Is it the old Warn #2500? (before the RT) There the crappiest winches ive ever seen or owned. IMO get rid of it. Ive used mine 3 times in 1 year (NO HEAVY LOADS and it has stopped working 4 times. Needs complete tear down every time. Its broken right now im buying a viper elite or something ASAP. The crappy no names brand ones work better then the 2500 warn piece of junk. And then the solenoids on the warn's have just as many problems!


----------



## Mad Mike

good to know i think it came with the grizzly new in 05
im gonna tear it apart and get it working again and if it quits again its gettin tossed


----------



## oft brute

check out the new viper's their nice!


----------



## brutemike

oft brute said:


> check out the new viper's their nice!


 X2^ I had 2500 warn there junk and a waste of money i my mind i had to take mine apart once or twice a year and clean the mud out of it.


----------



## Mad Mike

Ok so here where im at changed soliniod and still nothing texted it with a test light and every post lights up as long as im connected to the red one if i use any other combo i get nothing. Pulled new one off and put old one back on and got all the same results. Had a switch and solinoid from a cheep canadian tire winch hooked it up to my winch and the winch works fine spooled in and out at a normal speed. So where do i go from here?


----------



## wcs61

^^ inside the winch itself. The electrical components are probably rusted or corroded. I would imagine the armature brush's are shot or the bushings are shot. The armature itself may be shorted or could have a broken winding. Not much engineering in these motors.


----------



## whoolieshop

If the switch and solenoid from the other winch made it work then there's nothing wrong inside the winch. 
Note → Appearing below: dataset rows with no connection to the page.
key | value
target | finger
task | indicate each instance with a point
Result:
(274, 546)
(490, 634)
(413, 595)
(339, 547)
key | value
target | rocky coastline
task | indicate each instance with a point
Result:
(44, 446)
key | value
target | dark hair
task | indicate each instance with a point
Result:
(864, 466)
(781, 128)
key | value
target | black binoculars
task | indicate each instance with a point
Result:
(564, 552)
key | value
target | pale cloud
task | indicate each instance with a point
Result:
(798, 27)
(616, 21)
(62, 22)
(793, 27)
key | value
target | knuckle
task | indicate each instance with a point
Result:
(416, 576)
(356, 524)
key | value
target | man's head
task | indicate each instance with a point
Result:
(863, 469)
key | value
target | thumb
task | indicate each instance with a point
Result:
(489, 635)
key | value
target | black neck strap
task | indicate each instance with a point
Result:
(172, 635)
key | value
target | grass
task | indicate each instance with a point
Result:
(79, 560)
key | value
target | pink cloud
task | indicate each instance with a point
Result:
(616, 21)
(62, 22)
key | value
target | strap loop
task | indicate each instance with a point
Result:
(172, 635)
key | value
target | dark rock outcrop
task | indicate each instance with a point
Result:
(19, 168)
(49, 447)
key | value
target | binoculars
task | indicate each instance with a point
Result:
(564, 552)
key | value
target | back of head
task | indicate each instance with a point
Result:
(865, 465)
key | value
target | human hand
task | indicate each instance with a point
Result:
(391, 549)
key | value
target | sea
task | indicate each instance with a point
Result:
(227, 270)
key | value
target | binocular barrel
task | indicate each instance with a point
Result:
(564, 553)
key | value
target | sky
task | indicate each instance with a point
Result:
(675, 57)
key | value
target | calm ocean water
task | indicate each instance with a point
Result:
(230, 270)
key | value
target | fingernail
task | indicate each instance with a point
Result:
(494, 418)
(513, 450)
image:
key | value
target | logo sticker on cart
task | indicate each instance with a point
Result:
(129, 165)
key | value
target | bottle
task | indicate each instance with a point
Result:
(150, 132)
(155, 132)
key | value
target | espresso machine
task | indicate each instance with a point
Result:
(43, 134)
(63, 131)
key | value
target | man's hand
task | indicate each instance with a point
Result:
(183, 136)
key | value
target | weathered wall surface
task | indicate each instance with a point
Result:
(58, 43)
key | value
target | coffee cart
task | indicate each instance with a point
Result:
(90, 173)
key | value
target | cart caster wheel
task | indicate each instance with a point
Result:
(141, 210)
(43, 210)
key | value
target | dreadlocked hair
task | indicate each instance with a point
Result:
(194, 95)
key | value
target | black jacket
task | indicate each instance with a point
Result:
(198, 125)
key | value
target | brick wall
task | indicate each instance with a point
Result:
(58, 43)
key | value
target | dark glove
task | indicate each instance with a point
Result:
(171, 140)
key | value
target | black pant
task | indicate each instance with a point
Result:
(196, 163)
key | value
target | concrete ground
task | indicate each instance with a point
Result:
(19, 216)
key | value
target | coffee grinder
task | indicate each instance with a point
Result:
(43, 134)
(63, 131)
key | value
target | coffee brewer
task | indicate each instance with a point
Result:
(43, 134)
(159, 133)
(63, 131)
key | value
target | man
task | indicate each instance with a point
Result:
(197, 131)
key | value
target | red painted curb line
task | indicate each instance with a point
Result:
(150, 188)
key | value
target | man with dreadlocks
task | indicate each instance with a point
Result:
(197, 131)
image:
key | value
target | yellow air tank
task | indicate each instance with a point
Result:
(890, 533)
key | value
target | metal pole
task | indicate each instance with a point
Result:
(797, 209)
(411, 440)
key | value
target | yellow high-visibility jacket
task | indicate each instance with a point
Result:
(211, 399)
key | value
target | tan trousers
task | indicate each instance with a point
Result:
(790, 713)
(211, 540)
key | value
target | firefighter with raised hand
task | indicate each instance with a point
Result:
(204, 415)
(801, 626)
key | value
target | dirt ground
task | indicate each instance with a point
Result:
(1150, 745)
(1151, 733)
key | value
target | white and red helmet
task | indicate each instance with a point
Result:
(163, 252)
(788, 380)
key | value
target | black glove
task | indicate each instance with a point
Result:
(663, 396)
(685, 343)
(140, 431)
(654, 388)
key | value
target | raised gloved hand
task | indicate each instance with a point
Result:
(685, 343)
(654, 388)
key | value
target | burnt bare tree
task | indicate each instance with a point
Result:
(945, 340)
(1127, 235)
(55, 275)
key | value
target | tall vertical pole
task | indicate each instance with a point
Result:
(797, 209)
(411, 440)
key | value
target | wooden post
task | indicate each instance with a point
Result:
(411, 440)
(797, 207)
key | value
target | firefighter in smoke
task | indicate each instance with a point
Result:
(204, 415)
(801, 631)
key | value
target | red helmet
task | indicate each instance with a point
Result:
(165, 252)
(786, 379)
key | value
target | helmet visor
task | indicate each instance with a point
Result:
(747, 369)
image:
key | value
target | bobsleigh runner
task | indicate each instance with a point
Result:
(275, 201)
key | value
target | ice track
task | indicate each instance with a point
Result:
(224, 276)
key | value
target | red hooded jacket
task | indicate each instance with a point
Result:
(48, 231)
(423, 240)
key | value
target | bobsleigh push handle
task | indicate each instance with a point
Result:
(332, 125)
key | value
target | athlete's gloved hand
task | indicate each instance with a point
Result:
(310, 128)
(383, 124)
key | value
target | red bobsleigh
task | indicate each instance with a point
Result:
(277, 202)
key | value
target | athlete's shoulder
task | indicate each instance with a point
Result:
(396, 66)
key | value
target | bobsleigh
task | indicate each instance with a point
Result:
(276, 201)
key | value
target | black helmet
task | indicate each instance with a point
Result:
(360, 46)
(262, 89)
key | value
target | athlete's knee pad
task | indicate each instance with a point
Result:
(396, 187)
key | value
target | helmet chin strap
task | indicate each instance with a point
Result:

To test the switch connect the test lead to ground then put the other End inside the connector then press the switch both in and out. If the test light comes on test the other wire it should light the opposite way when you press the switch

If the light doesent light at all you will need to check that the red wire in the switch harness has power could have a blown fuse

If it has power but none when you press the buttons you have a bad switch

If it has power both ways you have a bad contactor


---
- Sent from my iPhone using Tapatalk


----------



## wcs61

pondtunes said:


> If the switch and solenoid from the other winch made it work then there's nothing wrong inside the winch.
> 
> - Sent from my iPhone using Tapatalk


 UP TWO


----------



## Mad Mike

Well guys thanks for the help got it all fixed and working all it was was the red wire on the switch had a bad connection


----------